Twenty Five Years of Gasoline Powered Water Pumping
I was eleven years old when my family dug the well on our property, in 1997. Since then, every drop of water consumed on this property has been pumped out of the ground... with a gasoline generator powering the pump.
Why didn't we run it on solar? Well, it's just one of those things that never got to the top of the list, and it’s not a trivial job.
So when I got back from Europe in September 2022 and made the family land my home base, my parents asked me to solarize the well for them. What a perfect job for a solarpunk polymath, amiright?
The Standard Solarization Approach
Here's the thing. The default solution for well pump solarization is to pull the AC pump, replace it with a DC pump, drop that in the well, and install solar panels and a DC controller. When the sun shines, the pump pumps. No batteries, no inverter. That's the standard approach.
Well, there were a few things about the standard approach that bothered me. For one, it was expensive. Solar pumps are a few grand, paying for a driller to come pull the old pump, which is on 300' of galvanized steel pipe, is expensive, and a roll of 300' of polyethylene pipe is expensive.
Also, a lot of neighbors around here have had to replace their DC pumps after a few years, while they almost never replace AC pumps. The AC pumps seem to be more reliable than DC pumps.
The last thing I didn't like about replacing the AC pump was that.... that AC pump isn't broken. We send power down that hole, and it sends water back up, and it's been doing that for 25 years. When things aren't actually broken, I really prefer to just leave them alone.
My Idea: A Full 240v System with a Modified Sine Wave Inverter
So, I had a hunch that I could come up with an alternative design that didn't involve pulling and throwing away a perfectly good, reliable pump, and didn't involve spending so much money. This is what I came up with.
The system is
six 120w used solar panels we got from a neighbor,
a 150v charge controller,
three 12v 100Ah AGM batteries, and
an AIMS modified sine wave, 5kw continuous 10kw surge 240v inverter.

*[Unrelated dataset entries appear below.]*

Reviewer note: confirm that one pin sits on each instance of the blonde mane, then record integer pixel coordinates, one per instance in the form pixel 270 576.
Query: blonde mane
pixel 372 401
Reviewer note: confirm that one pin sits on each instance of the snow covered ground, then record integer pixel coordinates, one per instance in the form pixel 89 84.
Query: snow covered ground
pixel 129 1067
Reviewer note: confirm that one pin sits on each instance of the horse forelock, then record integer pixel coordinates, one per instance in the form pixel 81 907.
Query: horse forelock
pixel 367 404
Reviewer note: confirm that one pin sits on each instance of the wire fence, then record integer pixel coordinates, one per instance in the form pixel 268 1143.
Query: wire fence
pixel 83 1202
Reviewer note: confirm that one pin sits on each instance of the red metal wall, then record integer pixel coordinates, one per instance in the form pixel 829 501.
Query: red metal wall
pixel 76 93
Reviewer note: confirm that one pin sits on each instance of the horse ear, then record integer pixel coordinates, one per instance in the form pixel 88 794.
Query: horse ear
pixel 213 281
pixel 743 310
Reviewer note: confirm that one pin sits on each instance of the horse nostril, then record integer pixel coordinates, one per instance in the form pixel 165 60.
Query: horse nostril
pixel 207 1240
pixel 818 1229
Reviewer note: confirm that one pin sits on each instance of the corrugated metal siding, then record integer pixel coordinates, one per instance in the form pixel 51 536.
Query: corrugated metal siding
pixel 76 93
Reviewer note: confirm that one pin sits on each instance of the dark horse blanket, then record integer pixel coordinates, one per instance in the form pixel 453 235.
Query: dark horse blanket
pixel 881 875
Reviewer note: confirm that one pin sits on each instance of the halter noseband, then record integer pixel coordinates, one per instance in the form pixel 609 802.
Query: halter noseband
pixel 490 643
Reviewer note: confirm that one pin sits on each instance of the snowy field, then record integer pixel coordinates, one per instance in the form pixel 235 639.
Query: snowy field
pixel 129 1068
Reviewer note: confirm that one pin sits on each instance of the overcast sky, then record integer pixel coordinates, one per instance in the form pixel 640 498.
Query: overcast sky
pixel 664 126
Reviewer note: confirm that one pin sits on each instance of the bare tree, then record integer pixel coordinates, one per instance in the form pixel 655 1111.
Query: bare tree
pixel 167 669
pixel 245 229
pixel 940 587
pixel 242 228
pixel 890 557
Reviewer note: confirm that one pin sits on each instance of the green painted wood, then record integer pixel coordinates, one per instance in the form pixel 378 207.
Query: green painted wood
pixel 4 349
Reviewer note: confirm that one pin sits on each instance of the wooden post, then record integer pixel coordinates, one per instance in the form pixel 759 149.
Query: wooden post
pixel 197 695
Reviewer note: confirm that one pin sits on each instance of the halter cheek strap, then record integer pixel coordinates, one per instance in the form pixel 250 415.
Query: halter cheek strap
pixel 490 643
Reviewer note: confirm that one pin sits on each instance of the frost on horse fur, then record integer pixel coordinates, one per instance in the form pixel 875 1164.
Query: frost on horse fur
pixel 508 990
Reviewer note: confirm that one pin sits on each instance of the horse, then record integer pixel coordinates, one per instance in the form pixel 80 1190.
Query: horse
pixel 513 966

This inverter is key to the system, and key to the low cost. It does one thing only: it takes 12v DC and makes 240v AC, single phase, NOT split phase, meaning, there's no neutral center tap, just two hots and a ground.

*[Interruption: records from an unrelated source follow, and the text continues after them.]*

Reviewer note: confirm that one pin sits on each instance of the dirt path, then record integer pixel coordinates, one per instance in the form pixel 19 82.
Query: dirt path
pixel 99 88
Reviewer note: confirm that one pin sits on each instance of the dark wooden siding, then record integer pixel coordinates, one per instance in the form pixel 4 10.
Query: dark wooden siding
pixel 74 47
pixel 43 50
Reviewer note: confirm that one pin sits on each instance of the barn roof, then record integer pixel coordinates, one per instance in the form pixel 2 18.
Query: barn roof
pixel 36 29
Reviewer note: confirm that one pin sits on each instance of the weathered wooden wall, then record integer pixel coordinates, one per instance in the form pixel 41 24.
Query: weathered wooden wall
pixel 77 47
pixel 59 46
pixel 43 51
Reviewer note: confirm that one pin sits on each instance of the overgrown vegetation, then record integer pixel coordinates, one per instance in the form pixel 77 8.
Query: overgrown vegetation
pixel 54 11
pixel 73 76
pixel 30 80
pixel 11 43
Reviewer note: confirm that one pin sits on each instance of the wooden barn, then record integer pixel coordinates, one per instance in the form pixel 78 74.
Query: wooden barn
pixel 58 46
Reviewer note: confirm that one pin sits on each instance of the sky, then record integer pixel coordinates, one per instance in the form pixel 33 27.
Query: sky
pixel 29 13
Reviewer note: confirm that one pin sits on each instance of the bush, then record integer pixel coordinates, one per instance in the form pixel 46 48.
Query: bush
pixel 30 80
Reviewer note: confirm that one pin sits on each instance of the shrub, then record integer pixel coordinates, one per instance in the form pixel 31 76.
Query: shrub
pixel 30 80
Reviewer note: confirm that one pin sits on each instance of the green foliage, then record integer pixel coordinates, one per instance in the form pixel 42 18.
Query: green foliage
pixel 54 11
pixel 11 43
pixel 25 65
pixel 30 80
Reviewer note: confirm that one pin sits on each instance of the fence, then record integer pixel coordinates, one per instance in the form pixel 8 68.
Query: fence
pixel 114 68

It's modified sine wave, which a lot of fancy household electronics don't like, so most inverters used for homes are pure sine wave. But pumps.... pumps aren't purists. They don't complain. Modified sine wave is fine with them. So this inverter is perfect for this application, and it's cheaper because it doesn't need to do anything other than generate that 240v AC. This inverter was about six hundred dollars.
Originally this shed was oriented 90 degrees so the roof faced West. Well, actually, the roof was on the ground fifty yards that way because a couple years ago a dust devil came up and ripped the roof off and threw it over there.
Anyway, I wanted the panels on the roof, so I wanted the roof to face south, obviously. Also I wanted the roof on the shed, not the ground.
So I jacked the whole thing up and just turned it around, then set it back on the bolts. Then I put the roof back on, and used screws and a35's this time. I also had to put siding on this wall and build the door.
The roof rack is just unistrut on top of S5 corrubrackets bolted to the 1x battens.
Controlling the Pump
The pump flowrate is much higher than the natural recharge rate of the well. One hour is the maximum amount we can run the pump before the water level get close to the pump, and you don't want to run pumps dry. Then you have to let the well recharge for several hours before you can pump again.
However, pumping one hour a day is more water than we use, so that works out well.
I installed a programmable timer to run the pump. I have it set to run two, half hour sessions, one in the late morning and one in the early afternoon. This is for two reasons.
1) It ensures that we never risk running the pump dry.
2) It decreases the maximum depth of discharge on the batteries. A half hour pump session discharges the batteries to about 70%. A full hour will discharge them by about 50%. The batteries will last longer if we only discharge them to 70%. Letting the solar panels recharge the batteries in the middle of the day allows us to get an hour of pumping in a day, with only a 75% discharge.
So the two half hour sessions are good for the pump, and they're good for the batteries.